Out of Simon, the hot-headed, impulsive fisherman, He drew the steady man of rock. Out of fiery John, the son of thunder, He drew the man of tender, strong love. And out of quiet, retiring Andrew He drew a man with a reputation for bringing others to Jesus.

He drew out of the Sychar outcast a sense of her sin, and then a winner of souls; and out of that other woman of open sin, a longing for purity that paved the way to all else that came. Under His compelling touch there came out of the blind-born man a willingness to sacrifice all for such a Master; and out of James, the other son of thunder, a courage to endure suffering that men had not known he had.

That was when He was down here, a man. And ever since that fleecy cloud received Him out of sight He has been drawing men of all the world. And time would as utterly fail me, as it did the writer of the Hebrews, if I tried to tell of the men He has drawn. Men of every rank, high and low, in every nation, savage and civilized, in every generation of all these centuries have felt the thrill of His power. And they have followed Him at the cost of all that men hold most dear.

And He is just the same to-day. He is as available now in all His drawing power wherever men meet, in city slum and savage wild, in college hall and business street, among the philosophical and cultured, and among the ignorant and untrained. If we will take Him to them, and let Him out through our lips and lives, He will draw men up the heights. He can draw against any power of downward suction, and He will. He promised to draw men, if lifted up. And He has never failed to do it.

Now, it is this drawing Jesus that men need and want.
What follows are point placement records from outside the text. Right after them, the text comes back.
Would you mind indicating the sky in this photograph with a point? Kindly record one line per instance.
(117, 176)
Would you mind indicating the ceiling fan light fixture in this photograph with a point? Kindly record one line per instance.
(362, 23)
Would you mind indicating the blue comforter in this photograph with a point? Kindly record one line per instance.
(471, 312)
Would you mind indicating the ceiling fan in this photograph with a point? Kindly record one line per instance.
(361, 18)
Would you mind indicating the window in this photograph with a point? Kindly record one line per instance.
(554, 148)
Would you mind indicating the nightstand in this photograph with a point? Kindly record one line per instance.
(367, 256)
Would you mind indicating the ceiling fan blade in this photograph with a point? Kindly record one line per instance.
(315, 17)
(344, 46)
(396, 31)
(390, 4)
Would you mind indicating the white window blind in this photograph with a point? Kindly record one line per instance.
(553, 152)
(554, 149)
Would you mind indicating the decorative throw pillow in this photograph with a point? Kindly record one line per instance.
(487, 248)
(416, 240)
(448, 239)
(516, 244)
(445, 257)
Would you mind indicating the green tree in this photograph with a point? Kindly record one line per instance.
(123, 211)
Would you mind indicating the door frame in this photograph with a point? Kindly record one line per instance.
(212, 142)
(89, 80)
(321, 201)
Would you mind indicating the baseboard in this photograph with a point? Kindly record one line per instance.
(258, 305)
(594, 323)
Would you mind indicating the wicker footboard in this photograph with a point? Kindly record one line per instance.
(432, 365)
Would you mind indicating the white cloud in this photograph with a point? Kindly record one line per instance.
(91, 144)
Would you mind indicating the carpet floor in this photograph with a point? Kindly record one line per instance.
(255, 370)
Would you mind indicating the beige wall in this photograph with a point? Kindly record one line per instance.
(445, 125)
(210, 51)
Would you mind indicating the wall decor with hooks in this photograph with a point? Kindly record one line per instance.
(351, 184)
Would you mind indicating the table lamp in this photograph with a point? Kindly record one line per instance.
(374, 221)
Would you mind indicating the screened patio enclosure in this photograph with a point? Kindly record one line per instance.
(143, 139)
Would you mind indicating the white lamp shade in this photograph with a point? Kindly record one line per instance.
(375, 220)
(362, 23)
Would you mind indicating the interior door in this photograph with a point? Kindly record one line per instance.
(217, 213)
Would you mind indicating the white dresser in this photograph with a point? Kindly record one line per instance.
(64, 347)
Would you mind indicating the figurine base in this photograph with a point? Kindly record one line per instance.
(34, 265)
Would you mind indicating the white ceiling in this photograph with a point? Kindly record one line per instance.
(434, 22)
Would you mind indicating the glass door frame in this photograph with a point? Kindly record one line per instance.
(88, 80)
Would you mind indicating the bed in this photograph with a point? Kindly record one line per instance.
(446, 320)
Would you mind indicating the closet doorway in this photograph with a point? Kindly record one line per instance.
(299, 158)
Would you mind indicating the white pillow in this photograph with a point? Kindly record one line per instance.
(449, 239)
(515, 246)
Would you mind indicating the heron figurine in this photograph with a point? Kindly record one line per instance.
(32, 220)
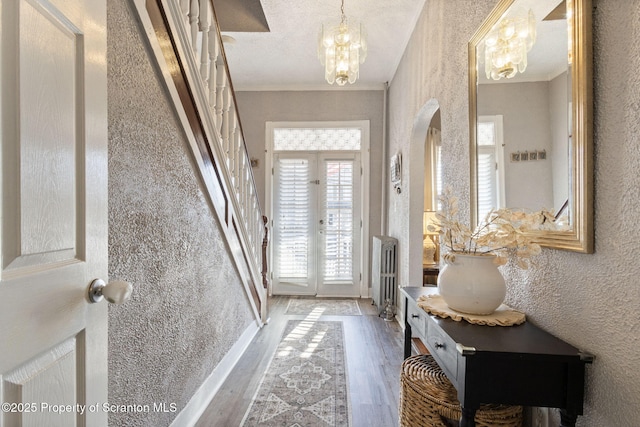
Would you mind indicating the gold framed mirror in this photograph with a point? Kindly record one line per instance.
(531, 117)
There is an enormous advantage in taking Jesus to men, because there is a something inside men everywhere that responds to Jesus. That something may be choked and covered up, crowded down and fought against, as it is. But it is there. When you take Jesus to a man you may know that you are taking a supply to a demand. You are bringing a man the answer to his heart's questions. It is as the coming together of two parts that belong together, but have been held apart by some hindrance.

That hindrance is stubborn. It has to be fought. It can be overcome. That's the chief task. Then the part in man that answers to Jesus eagerly fits into its place in Him. That coming together is always blessed, beyond words. Everywhere men of all sorts and ranks and degrees of savagery and culture eagerly respond to Him. And they declare that they find in Him the full answer to their deepest longings.